PolyAnalyst is used by pharmaceutical companies to assist in pharmacovigilance. The software was used to design a tool that matches descriptions of adverse events to their proper MedDRA codes, determines if side effects are serious or non-serious, and to set up cases for ongoing monitoring if needed. PolyAnalyst has also been applied to discover new uses for existing drugs by text mining ClinicalTrials.gov, and to forecast the spread of the COVID-19 virus in the United States and Russia.

=== Business management ===
PolyAnalyst is used in business management to analyze written customer feedback including product review data, warranty claims, and customer comments. In one case, PolyAnalyst was used to build a tool which helped a company monitor its employees' conversations with customers by rating their messages for factors such as professionalism, empathy, and correctness of response. The company reported to Forrester Research that this tool had saved them $11.8 million annually.
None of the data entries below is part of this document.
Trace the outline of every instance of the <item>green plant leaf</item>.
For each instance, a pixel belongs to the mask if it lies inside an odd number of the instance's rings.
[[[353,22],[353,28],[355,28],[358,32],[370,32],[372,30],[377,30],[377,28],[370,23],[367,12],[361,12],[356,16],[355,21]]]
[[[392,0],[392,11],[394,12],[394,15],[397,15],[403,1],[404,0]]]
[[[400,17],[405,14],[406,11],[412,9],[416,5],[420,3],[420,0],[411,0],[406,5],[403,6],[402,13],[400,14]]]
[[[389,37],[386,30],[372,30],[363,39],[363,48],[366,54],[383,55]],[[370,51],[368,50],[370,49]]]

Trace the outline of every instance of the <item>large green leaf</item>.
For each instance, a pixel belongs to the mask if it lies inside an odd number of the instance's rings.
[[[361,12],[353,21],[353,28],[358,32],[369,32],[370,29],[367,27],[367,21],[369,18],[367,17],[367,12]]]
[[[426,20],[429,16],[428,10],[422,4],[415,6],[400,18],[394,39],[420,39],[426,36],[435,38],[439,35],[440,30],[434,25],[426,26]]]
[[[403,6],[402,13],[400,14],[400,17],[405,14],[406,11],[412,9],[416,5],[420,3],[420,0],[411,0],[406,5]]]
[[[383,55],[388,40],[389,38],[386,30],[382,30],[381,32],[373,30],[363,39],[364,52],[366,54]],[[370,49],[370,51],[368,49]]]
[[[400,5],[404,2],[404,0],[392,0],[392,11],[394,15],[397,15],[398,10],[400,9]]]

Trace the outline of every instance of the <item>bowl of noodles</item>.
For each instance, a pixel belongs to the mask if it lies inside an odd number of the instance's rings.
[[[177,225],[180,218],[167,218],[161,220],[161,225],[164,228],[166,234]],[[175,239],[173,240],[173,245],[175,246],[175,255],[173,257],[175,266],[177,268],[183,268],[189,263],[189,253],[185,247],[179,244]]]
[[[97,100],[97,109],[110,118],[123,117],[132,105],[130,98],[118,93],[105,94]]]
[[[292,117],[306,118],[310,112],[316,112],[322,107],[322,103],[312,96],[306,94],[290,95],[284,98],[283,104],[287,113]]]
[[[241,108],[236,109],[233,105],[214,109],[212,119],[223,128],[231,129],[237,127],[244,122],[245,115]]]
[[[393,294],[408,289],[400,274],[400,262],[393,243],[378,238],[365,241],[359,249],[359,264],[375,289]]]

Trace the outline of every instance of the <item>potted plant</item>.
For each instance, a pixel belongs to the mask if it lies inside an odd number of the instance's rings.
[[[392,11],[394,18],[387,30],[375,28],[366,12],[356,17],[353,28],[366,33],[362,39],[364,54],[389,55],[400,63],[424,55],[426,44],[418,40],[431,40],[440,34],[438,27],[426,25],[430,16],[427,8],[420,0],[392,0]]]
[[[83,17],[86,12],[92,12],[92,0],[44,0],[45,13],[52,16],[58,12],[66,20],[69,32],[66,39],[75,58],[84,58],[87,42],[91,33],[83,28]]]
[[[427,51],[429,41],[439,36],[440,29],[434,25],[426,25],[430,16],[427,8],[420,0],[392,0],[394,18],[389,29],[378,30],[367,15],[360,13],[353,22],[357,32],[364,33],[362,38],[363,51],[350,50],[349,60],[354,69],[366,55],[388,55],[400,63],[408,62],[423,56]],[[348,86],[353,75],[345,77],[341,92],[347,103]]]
== SKIF Cyberia Supercomputer ==
PolyAnalyst is run on the SKIF Cyberia Supercomputer at Tomsk State University, where it is made available to Russian researchers through the Center for Collective Use (CCU). Researchers at the center use PolyAnalyst to perform scientific research and to management the operations of their universities. In 2020, researchers at Vyatka State University (in collaboration with the CCU) performed a study in which PolyAnalyst was used to identify and reach out to victims of domestic violence through social media analysis. The researchers scraped the web for messages containing descriptions of abuse, and then classified the type of abuse as physical, psychological, economic, or sexual. They also constructed a chatbot to contact the identified victims of abuse and to refer them to specialists based on the type of abuse described in their messages. The data collected in this study was used to create the first ever Russian-language corpus on domestic violence.